Berschinski passed out. When he finally woke up on Aug. 25, he was at Walter Reed, where he’d spend the next four months, first in the intensive care unit and eventually in the famed Ward 57. Also known as “the amputee ward,” it housed some of the most severely injured service members returning from Iraq and Afghanistan.
It would take 3 ½ years of physical therapy for him to reclaim his life but as the military’s first above-the-knee and hip-disarticulation amputee to walk on a daily basis.
Credit: Photo courtesy of Dan Berschinski
Credit: Photo courtesy of Dan Berschinski
In 2012, he retired from the Army and went on to earn an MBA from Stanford University. Today, he runs a small sales company that distributes gutter system components to Home Depot.
There’s no question Berschinski paid a huge price for his service. All members of the country’s armed forces do. We just rarely take the time to thank them.
The Tunnel to Towers Foundation might be the exception, and they go big, especially on Veterans Day.
This year, the organization paid off the mortgages of 11 veterans' homes across the country and, by the end of the year, will have spent $250 million to honor and support the military and first responders and their families.
Berschinski got an added bonus. In addition to paying off his mortgage, the foundation also made renovations to his home to the tune of about $100,000.
“My mind was pretty blown,” Berschinski said. “It was pretty incredible.”

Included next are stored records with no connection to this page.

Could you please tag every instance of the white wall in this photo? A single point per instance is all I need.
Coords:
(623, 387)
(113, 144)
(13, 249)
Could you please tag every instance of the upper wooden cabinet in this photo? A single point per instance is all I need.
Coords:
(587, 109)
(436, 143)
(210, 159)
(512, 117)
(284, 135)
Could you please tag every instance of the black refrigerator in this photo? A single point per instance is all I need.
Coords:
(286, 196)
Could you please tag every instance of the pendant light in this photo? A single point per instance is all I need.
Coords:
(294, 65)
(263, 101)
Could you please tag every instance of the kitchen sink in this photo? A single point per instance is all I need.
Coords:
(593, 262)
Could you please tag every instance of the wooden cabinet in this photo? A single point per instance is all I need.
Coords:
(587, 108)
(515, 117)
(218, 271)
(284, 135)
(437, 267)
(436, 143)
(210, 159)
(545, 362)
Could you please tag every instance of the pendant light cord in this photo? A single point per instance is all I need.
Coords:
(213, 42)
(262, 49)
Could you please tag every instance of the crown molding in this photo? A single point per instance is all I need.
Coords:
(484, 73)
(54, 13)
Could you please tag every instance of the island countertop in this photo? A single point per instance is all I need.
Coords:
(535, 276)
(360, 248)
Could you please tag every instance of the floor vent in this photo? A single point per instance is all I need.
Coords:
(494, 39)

In July, they began the work.
They built a new ramp to the front of the house and replaced the rear deck to make both handicapped-accessible. They replaced all exterior doors with automatic doors that open with a security code. They repaired and refinished the floors to make them easier to get around in his wheelchair or on prosthetics. They installed smart switches throughout the home so the appliances could be controlled with an app. And they added perimeter lighting and a new security system.
In October, the work was complete.
“I love it," Berschinski said. "I never have to stop to think about what is or is not accessible to me ever again. That is a big relief both physically and mentally.”
The only thing he wishes could’ve been different, he said, is the timing.
“I just wish that this pandemic was not going on so I could show it off to everybody,” he said. “The beautiful thing is I will have this house for as long as I need and I look forward to hosting a lot of great Thanksgivings over the years.”